- The US and South Korea reportedly trained to ‘infiltrate’ North Korea and remove its weapons of mass destruction.
- If war broke out between the US, its allies, and North Korea, this would be a vital early step.
- Video shows US troops participating in the drill, which followed an exercise where stealth aircraft ran simulated bomb runs on North Korean targets.
The US and South Korean militaries carried out a training exercise focused on “infiltrating North Korea and removing weapons of mass destruction in case of conflict,” military sources told Yonhap News.
Lt. Col. Christopher B. Logan, a spokesman for the US military in South Korea, told Business Insider that the US military doesn’t “discuss specific scenarios,” but that “exercises are vital to the readiness of the US and our allies, and ensure we are ready and trained for combined-joint operations.”
Online video of the exercise, called Warrior Strike, shows US troops training in protective gear and in urban environments, much as they might if they had to fight through a situation where nuclear, chemical, or biological weapons had been used.
The training, which took place on December 15, followed up a week-long air drill that involved an unprecedented number of stealth aircraft carrying out simulated bomb runs on North Korean targets.
If war broke out between the US, South Korea, and North Korea, a key task early in the conflict would be seizing control of, or destroying, Pyongyang’s weapons of mass destruction.
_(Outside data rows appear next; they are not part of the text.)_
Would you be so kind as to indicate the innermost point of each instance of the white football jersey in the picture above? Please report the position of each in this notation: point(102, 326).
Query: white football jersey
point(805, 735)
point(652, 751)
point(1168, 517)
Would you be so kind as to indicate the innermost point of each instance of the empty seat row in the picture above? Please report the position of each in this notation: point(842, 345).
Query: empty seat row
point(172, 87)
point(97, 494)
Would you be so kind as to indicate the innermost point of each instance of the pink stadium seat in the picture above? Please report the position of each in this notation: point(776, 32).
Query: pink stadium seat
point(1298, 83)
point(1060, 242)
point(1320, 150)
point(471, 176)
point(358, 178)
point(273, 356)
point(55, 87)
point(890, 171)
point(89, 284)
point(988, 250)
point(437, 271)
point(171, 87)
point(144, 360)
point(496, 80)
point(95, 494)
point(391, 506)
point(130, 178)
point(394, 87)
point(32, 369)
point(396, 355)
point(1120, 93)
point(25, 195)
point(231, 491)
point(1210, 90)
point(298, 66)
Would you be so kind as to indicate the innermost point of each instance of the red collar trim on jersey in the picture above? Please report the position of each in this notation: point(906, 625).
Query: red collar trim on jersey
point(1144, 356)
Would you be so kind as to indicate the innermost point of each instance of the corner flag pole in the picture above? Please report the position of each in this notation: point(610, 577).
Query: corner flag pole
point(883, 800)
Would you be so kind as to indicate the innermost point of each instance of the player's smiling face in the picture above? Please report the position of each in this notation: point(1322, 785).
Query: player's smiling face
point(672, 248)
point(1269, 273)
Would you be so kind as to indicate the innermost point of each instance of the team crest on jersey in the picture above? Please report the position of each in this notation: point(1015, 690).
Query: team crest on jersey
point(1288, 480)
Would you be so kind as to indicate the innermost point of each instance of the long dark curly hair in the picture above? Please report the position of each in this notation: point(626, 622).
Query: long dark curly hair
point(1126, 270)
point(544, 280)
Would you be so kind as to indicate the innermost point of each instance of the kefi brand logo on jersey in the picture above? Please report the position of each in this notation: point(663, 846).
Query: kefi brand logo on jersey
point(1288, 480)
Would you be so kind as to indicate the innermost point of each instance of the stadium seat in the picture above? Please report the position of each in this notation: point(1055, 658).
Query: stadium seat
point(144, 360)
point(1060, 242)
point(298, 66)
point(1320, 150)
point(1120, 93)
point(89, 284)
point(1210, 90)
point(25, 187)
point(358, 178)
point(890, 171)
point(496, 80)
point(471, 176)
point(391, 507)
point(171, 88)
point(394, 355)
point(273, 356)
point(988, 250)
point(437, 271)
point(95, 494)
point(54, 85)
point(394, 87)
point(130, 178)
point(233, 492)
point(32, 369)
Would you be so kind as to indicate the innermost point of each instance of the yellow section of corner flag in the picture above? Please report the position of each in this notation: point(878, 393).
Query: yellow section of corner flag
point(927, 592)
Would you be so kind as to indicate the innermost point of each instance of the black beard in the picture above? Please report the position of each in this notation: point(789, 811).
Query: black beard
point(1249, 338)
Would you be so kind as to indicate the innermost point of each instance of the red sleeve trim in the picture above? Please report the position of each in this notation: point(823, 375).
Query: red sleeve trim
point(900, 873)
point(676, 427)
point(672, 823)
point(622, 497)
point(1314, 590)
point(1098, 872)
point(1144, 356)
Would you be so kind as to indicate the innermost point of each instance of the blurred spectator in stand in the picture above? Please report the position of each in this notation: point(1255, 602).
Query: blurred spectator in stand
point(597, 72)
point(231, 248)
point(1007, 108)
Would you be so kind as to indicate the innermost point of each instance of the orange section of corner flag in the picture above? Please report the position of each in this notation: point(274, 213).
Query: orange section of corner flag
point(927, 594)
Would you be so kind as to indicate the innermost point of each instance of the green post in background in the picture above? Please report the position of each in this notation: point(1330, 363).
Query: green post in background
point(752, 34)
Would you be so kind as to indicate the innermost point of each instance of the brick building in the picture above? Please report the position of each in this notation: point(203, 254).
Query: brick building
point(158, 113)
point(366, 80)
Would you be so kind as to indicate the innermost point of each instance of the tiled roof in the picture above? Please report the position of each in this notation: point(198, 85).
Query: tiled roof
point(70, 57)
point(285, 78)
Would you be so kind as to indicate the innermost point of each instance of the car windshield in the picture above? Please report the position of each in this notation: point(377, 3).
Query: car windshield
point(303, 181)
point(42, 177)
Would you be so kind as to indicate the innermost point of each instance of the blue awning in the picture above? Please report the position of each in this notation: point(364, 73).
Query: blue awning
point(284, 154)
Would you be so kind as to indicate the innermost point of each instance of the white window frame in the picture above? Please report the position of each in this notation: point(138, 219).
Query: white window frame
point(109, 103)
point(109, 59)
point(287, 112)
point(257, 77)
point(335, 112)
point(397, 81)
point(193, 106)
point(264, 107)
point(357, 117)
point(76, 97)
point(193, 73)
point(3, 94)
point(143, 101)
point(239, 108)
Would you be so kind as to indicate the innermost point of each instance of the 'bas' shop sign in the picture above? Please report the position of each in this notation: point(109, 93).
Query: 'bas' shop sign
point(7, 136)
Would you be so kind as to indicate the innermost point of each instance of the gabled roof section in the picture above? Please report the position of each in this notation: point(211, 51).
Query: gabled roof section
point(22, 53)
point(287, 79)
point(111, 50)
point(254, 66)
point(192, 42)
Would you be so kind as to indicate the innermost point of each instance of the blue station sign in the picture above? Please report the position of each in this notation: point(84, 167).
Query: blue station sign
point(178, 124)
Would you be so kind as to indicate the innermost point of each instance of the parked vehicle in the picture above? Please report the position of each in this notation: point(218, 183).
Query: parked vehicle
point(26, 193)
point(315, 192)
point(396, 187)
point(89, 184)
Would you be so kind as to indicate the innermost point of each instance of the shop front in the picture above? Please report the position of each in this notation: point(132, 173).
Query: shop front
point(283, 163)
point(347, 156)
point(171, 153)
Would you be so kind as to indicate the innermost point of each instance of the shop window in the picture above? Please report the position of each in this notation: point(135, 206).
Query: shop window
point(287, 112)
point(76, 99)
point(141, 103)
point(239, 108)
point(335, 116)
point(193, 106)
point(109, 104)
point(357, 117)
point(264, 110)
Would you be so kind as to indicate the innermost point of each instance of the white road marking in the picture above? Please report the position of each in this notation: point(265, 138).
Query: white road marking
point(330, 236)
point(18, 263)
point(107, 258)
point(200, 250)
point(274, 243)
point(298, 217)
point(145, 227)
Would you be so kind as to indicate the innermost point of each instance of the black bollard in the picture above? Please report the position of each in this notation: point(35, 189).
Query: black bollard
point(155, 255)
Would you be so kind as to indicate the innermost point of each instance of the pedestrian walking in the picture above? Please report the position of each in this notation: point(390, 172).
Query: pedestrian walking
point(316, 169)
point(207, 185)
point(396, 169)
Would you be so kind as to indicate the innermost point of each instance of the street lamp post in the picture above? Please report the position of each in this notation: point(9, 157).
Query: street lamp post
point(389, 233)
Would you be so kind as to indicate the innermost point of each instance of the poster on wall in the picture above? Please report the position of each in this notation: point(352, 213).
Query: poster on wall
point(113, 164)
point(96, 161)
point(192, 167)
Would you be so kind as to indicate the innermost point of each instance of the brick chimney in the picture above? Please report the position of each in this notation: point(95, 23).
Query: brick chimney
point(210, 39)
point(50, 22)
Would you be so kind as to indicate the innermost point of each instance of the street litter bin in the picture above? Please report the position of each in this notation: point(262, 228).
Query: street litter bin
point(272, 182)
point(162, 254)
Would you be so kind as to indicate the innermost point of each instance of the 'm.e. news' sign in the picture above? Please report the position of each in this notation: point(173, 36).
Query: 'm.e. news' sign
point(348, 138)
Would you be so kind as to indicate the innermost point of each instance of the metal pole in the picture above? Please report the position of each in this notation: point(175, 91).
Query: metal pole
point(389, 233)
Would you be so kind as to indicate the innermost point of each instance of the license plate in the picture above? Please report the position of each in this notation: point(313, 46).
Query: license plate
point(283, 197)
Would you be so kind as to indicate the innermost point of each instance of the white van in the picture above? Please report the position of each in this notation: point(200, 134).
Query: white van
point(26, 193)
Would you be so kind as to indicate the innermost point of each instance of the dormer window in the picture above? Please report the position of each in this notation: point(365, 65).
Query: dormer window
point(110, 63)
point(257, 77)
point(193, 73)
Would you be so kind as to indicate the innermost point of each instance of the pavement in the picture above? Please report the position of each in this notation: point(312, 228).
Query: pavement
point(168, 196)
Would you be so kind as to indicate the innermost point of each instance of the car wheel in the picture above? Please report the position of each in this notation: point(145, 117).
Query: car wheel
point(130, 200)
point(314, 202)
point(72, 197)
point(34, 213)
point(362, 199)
Though its arsenal remains secretive, experts suspect North Korea possesses chemical, biological, and nuclear weapons. North Korea has frequently threatened nuclear attacks on South Korea and the US, and demonstrated nuclear devices six times.
At the moment, China and Russia accuse the US of escalating tensions with North Korea as it increases its military drills, while the US pushes the world to implement strict sanctions on Pyongyang and refuses to accept the nation’s illegally forged nuclear status.